A l’école, on demande toujours aux enfants, surtout au moment de la rentrée scolaire, quand il s’agit de faire connaissance et de briser la glace: «Et toi, mon petit, que veux-tu devenir plus tard, quand tu seras grand?».
Il y aura forcément quelqu’un pour répondre: «M’sieur, m’sieur, je veux être ministre!». Ministre de quoi, mon petit? Pas de réponse. Le petit ne sait pas.
Si le petit est le plus malin de la classe, il pourra toujours dire: «Ministre des enfants, m’sieur!». Pourquoi faire, petit malin? Pour devenir tout de suite grand, m’sieur!
Bien sûr, si on s’amusait à expliquer aux enfants qu’un ministre, ça ferme sa gueule ou ça démissionne, que c’est d’abord quelqu’un qui apporte quelque chose à la collectivité, et surtout qu’il n’est nul besoin d’être ministre pour devenir riche, puissant (et pour grandir plus vite que les autres!), les «petits» moduleraient leurs réponses et proposeraient d’autres rêves, peut-être plus fous encore, comme celui de s’éclater dans la vie ou d’inventer le fil à couper le beurre.
Au moment où le Maroc s’apprête à annoncer la composition de son nouveau gouvernement, beaucoup parmi nous se retrouvent dans la peau de ces «petits». Ils sont dans la confusion, dans l’hystérie. C’est humain, trop humain. Ils ont tant d’espoirs, d’attentes, de vœux.
Et ils reportent tout cela, toute cette montagne, sur les épaules du prochain ministre.
Ils rêvent d’un ministre qui leur signe tout de suite des chèques en blanc pour leur faciliter la vie et transformer leurs galères personnelles en parties de plaisir. Ils attendent que ce ministre apporte la providence, le miracle, le salut éternel.
Ils veulent un ministre qui se dédouble et se démultiplie. Un contorsionniste qui apporte toutes les solutions, quitte à adopter des positions contradictoires.

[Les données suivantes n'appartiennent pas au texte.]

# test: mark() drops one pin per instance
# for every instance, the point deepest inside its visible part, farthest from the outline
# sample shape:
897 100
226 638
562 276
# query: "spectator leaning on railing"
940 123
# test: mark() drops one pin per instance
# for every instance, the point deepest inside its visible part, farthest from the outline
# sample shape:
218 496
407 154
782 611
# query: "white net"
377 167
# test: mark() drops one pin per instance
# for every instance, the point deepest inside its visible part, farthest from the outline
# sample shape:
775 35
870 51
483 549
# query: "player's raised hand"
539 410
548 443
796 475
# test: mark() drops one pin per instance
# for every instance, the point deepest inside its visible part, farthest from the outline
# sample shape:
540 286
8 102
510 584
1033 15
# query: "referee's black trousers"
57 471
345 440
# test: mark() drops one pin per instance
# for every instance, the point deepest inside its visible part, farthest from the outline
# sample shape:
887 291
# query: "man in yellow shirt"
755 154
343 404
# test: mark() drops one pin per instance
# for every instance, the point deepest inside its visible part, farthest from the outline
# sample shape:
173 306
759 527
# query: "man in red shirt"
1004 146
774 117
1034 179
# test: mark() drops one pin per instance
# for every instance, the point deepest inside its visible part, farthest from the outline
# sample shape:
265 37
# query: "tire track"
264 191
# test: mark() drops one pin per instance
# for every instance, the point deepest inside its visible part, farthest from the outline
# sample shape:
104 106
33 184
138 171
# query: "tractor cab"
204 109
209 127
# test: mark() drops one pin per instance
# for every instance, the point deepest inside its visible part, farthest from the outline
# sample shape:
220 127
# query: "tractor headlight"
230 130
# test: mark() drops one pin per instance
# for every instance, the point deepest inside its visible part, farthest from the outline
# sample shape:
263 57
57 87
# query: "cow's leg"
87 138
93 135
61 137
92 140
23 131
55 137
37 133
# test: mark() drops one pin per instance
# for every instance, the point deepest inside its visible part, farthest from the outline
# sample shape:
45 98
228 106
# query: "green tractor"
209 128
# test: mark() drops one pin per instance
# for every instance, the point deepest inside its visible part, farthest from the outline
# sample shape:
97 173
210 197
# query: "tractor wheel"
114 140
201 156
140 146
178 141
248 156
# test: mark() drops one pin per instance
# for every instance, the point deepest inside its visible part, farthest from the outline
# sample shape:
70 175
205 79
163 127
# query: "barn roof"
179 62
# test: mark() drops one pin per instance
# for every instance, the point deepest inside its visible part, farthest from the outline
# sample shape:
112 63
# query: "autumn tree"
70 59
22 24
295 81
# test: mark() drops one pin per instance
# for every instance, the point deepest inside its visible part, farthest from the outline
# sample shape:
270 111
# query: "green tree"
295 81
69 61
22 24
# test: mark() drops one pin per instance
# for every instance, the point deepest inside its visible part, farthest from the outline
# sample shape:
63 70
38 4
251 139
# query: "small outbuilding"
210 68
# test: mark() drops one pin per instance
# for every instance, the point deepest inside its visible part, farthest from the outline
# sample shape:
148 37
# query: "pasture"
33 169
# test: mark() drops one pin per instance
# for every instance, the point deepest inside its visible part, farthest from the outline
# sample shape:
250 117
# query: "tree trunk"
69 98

Ils veulent qu’il exonère des impôts, qu’il signe des amnisties fiscales, qu’il prenne en charge la masse salariale de l’entreprise, qu’il vienne en aide au secteur privé, qu’il réhabilite le secteur public, qu’il subventionne le chômage et la maladie, qu’il augmente le SMIG et les opportunités d’emploi, qu’il soutienne les pauvres sans toucher aux riches, etc.
En un mot: un superman. Ou, pour revenir dans le langage des «petits», un Aladdin avec sa lampe merveilleuse. Soudain, comme par magie, le génie apparaitra, alors tout deviendra possible.
Que veux-tu, mon seigneur? Mais tout, absolument tout et tout de suite!
Inutile de vous dire ce que l’auteur de ces lignes attend de son futur ministre. Mais tout, absolument. Et plus encore. Oui, m’sieur!